2. Review of the medical record for Patient #3 revealed an admission date of 01/20/21. The medical record contained documentation of restraints applied on 01/20/21 at 6:14 PM due to pulling at lines and agitation. The medical record lacked an order or monitoring of restraints until 01/21/21 at 6:34 AM when an order was obtained and the medical record contained documentation of restraints applied at 6:00 AM. This was verified on 02/09/21 at 2:55 PM in an interview with Staff A.

3. Review of the medical record for Patient #4 revealed an admission date of 01/12/21. The medical record contained an order for bilateral soft wrist restraints dated 01/14/21 at 10:35 AM. The medical record lacked documentation of restraints applied, monitored or discontinued on 01/14/21. This was verified on 02/09/21 at 2:55 PM by Staff A.

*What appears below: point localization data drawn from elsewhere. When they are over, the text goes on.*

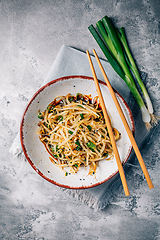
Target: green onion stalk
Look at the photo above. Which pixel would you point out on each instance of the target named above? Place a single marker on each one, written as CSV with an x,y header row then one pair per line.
x,y
133,67
113,44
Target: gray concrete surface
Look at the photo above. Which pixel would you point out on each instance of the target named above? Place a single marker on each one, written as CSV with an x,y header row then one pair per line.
x,y
32,33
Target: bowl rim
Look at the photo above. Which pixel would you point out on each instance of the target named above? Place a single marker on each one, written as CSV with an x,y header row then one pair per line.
x,y
22,135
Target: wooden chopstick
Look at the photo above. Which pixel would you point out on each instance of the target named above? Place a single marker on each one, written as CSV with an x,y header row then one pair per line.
x,y
115,150
130,135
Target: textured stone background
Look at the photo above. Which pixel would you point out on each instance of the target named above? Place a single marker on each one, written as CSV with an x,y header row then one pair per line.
x,y
32,33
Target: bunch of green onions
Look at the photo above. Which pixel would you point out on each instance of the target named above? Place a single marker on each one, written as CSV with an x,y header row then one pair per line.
x,y
113,44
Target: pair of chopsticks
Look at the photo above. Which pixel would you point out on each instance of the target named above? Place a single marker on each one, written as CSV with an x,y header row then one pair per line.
x,y
130,135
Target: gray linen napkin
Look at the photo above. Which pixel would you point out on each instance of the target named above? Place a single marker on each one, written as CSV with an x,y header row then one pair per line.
x,y
70,61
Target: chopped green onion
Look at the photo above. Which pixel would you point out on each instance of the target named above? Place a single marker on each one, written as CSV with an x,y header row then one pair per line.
x,y
77,142
70,132
89,127
133,67
60,118
40,115
112,48
91,145
78,148
82,116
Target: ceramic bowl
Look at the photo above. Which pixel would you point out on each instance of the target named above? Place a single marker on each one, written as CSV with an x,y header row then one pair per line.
x,y
35,151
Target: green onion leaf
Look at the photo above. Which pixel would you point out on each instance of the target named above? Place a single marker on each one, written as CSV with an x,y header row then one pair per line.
x,y
91,145
89,127
60,118
82,116
70,132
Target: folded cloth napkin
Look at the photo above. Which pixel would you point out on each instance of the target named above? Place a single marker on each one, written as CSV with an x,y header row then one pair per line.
x,y
70,61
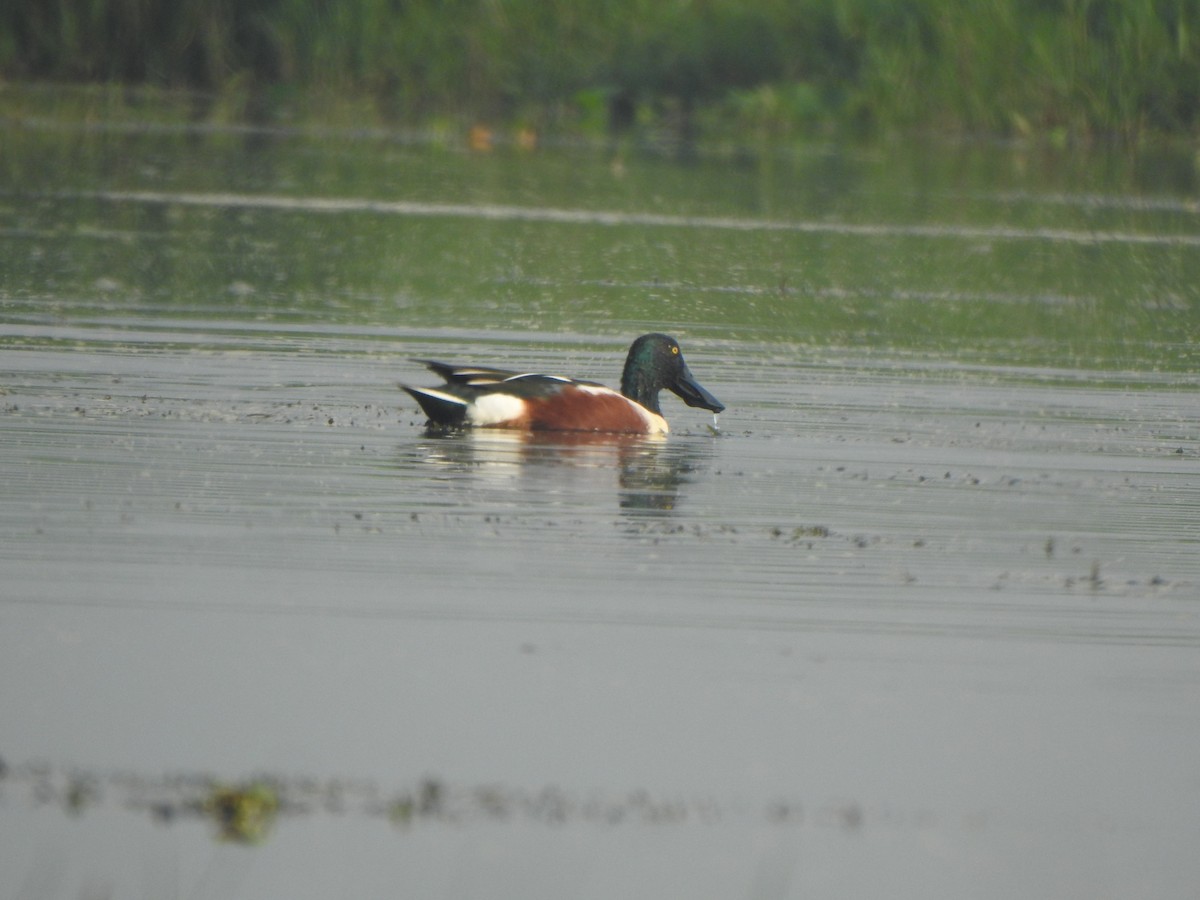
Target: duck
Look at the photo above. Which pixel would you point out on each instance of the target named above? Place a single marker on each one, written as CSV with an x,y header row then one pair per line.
x,y
483,397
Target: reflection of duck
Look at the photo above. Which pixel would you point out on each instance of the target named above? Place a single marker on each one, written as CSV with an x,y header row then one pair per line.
x,y
649,471
499,399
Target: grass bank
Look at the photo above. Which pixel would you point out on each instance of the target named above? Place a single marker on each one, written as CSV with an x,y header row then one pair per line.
x,y
1065,69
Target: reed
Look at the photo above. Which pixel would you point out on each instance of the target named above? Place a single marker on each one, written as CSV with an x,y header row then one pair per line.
x,y
1073,69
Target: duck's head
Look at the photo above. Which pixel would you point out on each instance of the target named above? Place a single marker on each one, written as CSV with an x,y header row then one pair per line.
x,y
654,363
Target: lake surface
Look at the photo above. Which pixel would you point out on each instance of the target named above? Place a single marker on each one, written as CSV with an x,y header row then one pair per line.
x,y
919,617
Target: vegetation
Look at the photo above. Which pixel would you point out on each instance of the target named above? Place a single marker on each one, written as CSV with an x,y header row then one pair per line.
x,y
1074,69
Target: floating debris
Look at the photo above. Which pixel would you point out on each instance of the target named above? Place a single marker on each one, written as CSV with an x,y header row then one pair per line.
x,y
244,814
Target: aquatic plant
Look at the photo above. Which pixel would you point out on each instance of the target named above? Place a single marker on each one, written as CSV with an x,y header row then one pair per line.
x,y
1067,69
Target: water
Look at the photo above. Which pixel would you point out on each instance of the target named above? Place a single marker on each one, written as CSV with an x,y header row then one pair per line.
x,y
919,618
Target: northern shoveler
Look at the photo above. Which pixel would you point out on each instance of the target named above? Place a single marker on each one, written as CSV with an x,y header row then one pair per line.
x,y
498,399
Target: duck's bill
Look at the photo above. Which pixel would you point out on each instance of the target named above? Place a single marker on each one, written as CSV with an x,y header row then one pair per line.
x,y
691,393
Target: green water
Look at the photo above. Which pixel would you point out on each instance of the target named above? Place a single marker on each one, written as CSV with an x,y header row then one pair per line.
x,y
966,253
919,618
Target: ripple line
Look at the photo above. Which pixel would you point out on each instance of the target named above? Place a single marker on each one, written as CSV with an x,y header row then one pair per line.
x,y
607,217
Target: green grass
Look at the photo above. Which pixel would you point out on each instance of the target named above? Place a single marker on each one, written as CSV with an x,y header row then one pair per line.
x,y
1062,69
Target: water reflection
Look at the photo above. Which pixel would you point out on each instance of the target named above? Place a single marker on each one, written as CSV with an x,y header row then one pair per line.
x,y
649,473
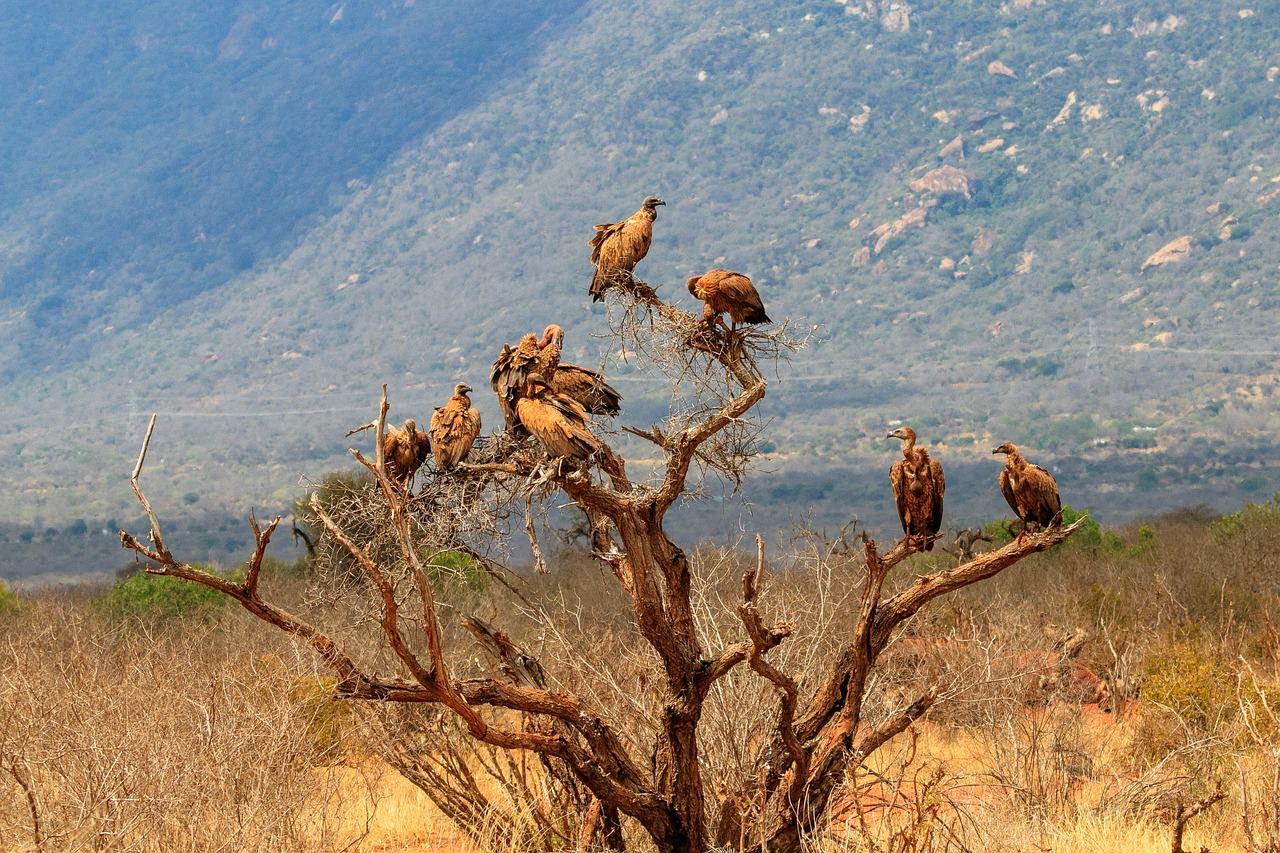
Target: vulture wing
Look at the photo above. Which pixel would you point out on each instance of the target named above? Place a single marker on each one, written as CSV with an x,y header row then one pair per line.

This substantiates Substantial Allegation OH00119696.

PATIENT RIGHTS: INTERNAL DEATH REPORTING LOG

Tag No.: A0214

Based on medical record review and staff interview, the facility failed to ensure all deaths that occur within 24 hours after removal of restraints were recorded on the log for one of one medical record of a patient who died within 24 hours of being restrained (Patient #1). A total of ten medical records were reviewed, of which seven had restraints. The facility census was 261.

Findings include:

Review of the medical record for Patient #1 revealed an admission date of 12/17/2020. The medical record contained documentation of bilateral soft wrist restraints from 12/20/2020 at 8:30 PM to 12/21/2020 at 11:00 AM. Patient #1 died on 12/22/2020 at 12:15 AM. The "Expiration Summary/Release of Body" form was marked no restraints on at time of death or within 24 hours of death and Quality not notified.

On 02/09/21 at 11:35 AM, Staff A and Staff H verified Patient #1 was not on the restraint log as required. Staff A and Staff H stated because the patient had bilateral soft wrist restraints this was not required to be reported but was required to be logged.